15/02/2026
Hier après-midi a eu lieu le Cercle de Nouvelle Lune de la Saint Valentin.
Ce saint ayant vécu pendant l’empire romain, temps de persécution des chrétiens, et ayant prodigué des soins aux martyrs en gardant et exprimant ouvertement sa foi en l’amour christique, divin, nous parle aujourd’hui d’amour dans le sens grec de "philia" (l’amour de l’esprit, bienveillance, compassion, empathie, tendresse amicale) et d’ "agapê" ( l’amour de l’âme, désinterressé, l’amour de l’humanité, l’amour universel, inconditionnel).
Pour pouvoir trouver cet amour en nous, il est nécessaire de désencombrer les couches blessées du coeur (directement liées à celles de l’ego), de se libérer de ce qui plombe le coeur.
Introduit par des exercices introspectifs, un temps de libération émotionnelle et corporelle a été proposé à chaque participant, soutenu par le groupe.
Et un peu plus léger, déchargé, chacun(e) a ainsi pu accéder à un état méditatif dans l’espace du coeur.
Plusieurs invitations à sentir, vibrer, expanser cet espace, jusqu’aux profondeurs habitées et animées par le Divin : concentration sur le trajet du souffle (Source-coeur humain-Coeur de la Terre), recevoir le chant de la reconnaissance du divin en soi et en l’autre, accueillir des paroles sur l’amour (collectées dans le livre d’Alexandre Jardin, "La femme qui inventa l’amour"), ...
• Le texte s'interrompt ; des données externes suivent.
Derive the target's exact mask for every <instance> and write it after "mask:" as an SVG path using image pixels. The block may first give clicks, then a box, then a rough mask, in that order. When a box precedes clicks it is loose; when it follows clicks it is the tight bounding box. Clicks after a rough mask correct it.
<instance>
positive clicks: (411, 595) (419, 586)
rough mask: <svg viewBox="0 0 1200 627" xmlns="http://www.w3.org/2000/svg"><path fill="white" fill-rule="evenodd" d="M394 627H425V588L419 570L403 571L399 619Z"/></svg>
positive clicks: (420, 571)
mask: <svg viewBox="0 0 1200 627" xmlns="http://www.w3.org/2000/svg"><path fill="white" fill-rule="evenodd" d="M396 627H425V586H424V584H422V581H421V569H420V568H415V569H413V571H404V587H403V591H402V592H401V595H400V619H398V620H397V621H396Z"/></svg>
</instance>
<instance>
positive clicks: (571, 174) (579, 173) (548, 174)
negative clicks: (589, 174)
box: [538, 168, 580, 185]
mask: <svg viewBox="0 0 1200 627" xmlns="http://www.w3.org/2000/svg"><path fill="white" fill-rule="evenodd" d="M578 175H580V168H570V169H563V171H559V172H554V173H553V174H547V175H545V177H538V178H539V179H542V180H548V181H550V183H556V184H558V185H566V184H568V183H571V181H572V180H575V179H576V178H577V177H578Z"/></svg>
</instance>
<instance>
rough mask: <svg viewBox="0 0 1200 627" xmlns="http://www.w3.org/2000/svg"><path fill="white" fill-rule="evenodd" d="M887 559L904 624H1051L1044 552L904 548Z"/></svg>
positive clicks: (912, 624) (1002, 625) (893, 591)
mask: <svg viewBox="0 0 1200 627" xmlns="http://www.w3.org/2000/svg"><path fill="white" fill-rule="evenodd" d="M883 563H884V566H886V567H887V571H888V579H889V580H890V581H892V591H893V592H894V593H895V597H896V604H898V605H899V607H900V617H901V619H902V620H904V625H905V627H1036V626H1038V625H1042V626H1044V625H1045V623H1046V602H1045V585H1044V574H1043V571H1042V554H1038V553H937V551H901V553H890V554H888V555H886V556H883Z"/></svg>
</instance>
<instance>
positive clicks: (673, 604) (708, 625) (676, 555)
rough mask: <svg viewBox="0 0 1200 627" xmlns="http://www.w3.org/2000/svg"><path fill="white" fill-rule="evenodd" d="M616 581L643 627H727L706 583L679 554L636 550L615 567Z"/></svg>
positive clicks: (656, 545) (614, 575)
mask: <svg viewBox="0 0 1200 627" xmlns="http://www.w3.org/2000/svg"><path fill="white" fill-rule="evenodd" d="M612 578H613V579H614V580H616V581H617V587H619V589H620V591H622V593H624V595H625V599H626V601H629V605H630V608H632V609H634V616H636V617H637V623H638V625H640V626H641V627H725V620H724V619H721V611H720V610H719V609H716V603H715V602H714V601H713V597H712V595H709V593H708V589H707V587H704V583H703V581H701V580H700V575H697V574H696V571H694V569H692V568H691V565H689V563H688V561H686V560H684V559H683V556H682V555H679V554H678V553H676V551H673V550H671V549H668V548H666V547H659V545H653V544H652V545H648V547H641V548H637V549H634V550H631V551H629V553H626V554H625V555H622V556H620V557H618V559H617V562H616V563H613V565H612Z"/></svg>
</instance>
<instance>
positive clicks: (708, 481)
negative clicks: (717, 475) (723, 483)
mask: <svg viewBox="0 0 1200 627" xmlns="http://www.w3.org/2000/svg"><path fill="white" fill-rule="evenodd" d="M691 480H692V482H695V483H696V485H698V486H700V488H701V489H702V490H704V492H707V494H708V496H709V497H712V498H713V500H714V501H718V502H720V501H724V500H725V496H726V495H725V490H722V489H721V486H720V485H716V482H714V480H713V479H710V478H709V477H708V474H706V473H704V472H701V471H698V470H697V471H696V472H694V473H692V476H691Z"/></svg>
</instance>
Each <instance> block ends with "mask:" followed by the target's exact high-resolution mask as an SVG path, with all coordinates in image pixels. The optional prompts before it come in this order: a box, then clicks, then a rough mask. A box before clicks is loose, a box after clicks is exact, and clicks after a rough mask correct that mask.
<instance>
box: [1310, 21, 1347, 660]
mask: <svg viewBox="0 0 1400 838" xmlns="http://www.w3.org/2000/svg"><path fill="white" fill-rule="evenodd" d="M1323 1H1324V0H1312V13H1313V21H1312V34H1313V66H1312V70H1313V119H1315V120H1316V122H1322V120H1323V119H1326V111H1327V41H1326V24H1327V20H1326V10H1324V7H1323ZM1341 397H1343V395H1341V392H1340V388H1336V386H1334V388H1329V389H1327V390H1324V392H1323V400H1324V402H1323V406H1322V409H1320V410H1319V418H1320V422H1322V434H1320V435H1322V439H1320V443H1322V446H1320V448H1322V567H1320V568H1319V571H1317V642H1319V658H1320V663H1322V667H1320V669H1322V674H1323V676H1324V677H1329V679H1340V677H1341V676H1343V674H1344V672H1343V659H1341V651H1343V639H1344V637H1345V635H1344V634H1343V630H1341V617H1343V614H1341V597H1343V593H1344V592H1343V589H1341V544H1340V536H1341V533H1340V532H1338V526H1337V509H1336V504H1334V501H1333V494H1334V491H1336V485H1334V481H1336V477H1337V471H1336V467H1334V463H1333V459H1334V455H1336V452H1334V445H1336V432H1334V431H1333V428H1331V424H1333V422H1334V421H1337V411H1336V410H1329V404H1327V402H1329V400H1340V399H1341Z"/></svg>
Dans notre coeur existe un espace profond où les conflits (le mode "duel" de la dualité) n’ont pas de place, où s’unissent nos polarités (lunaire-féminin-solaire-masculin), s’harmonise notre couple intérieur (le mode " duo" de la dualité). Et cet espace est lumineux (un joyau, une flamme). Nous avons chanté (chanter est un baume pour le coeur) le gospel "This little light of mine, I'm gonna let it shine" pour raviver cette flamme de l’amour en nous, le courage de réveiller notre coeur à l’amour afin qu’il guide chacun de nos pas, de nos gestes, pensées, paroles, actes.
Puis nous avons ouvert nos espaces à l’autre et au groupe : toucher bienveillant, danse en duo par le contact des mains, hugs, cathédrale vibratoire (choeur) dont chacun est un pilier pour une prière de paix destinée à chacun(e) et à l’humanité tout entière : " Hevenu Shalom Aleichem".
La prière de Saint François d’Assise a été lue et reçue en chacun de nous, et c’est avec elle que je termine ce résumé de ce qui a été proposé et vécu hier; écrite au XIIIe siècle, elle résonne encore pleinement avec notre actualité :
" Seigneur, fais de moi un instrument de ta paix!
Là où est la haine, que je mette l’amour.
Là où est l’offense, que je mette le pardon.
Là où est la discorde, que je mette l’union.
Là où est l’erreur, que je mette la vérité.
Là où est le doute, que je mette la foi.
Là où est le désespoir, que je mette l’espérance.
Là où sont les ténèbres, que je mette la lumière.
Là où est la tristesse, que je mette la joie.
Que je ne cherche pas tant à être consolé qu’à consoler,
à être compris qu’à comprendre,
à être aimé qu’à aimer.
Car c’est en donnant qu’on reçoit,
c’est en s’oubliant qu’on se retrouve,
c’est en pardonnant qu’on est pardonné,
c’est en mourrant qu’on ressucite à l’éternelle vie."